The importance of India’s major cities
According to Beam Suntory’s Gupta, India’s financial capital Mumbai and the whole of Maharashtra are the most important spirits markets in the country. Success there will influence other parts of the country because of the influence of its media and business. “The spirits that are successful there also get successful in other parts of the country,” she says.
New Delhi can also be an influence on other parts of the country. “It has a really vibrant cocktail culture,” she adds.
Some distillers believe there are opportunities for premium spirits from the additional price consumers will pay for sourcing ingredients from suppliers that follow ethical business practices, such as organic production and decent pay and conditions, asserts Blisswater’s Bhat.

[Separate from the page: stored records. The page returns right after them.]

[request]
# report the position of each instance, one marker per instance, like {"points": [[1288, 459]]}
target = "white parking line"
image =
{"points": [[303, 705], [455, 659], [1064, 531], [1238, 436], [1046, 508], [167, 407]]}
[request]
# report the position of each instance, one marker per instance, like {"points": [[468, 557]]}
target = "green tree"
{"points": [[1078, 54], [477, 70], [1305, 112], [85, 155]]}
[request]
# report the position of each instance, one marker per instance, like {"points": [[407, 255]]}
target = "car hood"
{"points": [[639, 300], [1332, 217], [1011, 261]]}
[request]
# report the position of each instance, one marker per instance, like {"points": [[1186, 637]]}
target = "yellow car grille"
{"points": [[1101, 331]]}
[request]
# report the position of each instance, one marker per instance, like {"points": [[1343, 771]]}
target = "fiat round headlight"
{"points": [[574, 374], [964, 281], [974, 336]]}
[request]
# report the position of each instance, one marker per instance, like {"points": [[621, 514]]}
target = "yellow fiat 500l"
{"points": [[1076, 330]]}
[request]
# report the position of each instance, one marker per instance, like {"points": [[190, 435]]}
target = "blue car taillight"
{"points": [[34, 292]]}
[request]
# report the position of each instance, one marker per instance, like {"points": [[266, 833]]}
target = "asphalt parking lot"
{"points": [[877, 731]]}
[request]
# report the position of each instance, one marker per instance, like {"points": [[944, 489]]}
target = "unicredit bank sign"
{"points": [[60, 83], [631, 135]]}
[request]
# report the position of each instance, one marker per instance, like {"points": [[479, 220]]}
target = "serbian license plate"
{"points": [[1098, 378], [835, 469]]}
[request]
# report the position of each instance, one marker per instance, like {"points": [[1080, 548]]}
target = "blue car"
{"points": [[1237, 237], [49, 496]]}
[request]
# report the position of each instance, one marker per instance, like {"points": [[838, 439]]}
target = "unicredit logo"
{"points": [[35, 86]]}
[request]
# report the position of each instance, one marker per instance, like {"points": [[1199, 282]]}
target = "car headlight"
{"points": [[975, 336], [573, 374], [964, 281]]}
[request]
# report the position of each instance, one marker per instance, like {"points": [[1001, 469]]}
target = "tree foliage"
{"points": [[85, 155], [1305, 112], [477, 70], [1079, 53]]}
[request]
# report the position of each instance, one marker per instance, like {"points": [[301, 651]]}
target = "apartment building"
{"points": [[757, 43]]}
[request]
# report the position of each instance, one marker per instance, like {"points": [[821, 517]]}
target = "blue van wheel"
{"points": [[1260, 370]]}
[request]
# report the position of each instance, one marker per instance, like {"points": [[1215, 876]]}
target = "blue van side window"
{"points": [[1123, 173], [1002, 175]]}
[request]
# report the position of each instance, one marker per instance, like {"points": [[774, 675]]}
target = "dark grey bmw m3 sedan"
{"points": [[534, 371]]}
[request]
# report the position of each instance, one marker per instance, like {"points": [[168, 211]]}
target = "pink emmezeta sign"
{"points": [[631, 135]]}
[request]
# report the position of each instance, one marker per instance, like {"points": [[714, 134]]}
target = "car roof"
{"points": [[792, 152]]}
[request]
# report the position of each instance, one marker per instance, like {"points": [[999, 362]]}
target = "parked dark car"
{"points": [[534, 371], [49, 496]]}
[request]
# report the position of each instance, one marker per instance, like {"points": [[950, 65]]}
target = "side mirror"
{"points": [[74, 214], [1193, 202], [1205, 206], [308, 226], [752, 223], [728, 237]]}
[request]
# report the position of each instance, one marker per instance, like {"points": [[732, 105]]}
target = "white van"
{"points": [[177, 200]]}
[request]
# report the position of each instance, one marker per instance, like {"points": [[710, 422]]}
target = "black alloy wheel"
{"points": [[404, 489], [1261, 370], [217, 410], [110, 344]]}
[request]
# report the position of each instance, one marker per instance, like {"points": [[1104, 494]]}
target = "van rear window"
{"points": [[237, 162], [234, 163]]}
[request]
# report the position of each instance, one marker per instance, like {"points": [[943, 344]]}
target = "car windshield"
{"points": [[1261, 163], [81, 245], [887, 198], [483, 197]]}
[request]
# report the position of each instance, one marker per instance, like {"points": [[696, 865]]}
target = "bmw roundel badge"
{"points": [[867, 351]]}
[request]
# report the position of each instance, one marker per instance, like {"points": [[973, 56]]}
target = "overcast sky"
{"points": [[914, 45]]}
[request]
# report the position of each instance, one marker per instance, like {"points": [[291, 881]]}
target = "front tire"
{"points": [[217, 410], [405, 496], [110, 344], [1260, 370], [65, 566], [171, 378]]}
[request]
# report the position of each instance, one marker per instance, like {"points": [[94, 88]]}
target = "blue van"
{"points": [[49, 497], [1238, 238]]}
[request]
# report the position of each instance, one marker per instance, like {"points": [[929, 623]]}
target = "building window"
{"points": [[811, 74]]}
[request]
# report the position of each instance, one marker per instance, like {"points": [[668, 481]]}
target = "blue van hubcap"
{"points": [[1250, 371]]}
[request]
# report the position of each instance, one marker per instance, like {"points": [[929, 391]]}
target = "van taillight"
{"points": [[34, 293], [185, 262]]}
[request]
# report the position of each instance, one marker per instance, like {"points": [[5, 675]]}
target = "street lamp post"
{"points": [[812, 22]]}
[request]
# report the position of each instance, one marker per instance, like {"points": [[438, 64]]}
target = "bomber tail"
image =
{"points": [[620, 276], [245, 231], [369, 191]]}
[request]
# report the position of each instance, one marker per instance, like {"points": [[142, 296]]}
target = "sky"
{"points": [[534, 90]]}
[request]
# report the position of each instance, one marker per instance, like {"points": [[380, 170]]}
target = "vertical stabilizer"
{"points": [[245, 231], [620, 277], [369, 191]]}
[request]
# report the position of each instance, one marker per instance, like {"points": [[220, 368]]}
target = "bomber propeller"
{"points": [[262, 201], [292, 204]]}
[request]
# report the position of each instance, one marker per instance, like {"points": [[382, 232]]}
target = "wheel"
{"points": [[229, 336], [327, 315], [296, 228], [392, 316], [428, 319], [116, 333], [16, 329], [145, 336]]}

The company is developing a new premium whisky. “Consumers are much more aware of what they want to consume and what they are expecting from a product,” she says.
And India has the distilling capacity to accommodate various kinds of production methods. At The All India Distillers’ Association, Raina says there are 113 grain-based distilleries in the country. All Indian spirits manufacturers could move upmarket if they wanted to.
“It is not a fad but a trend which is here to stay,” Gupta says.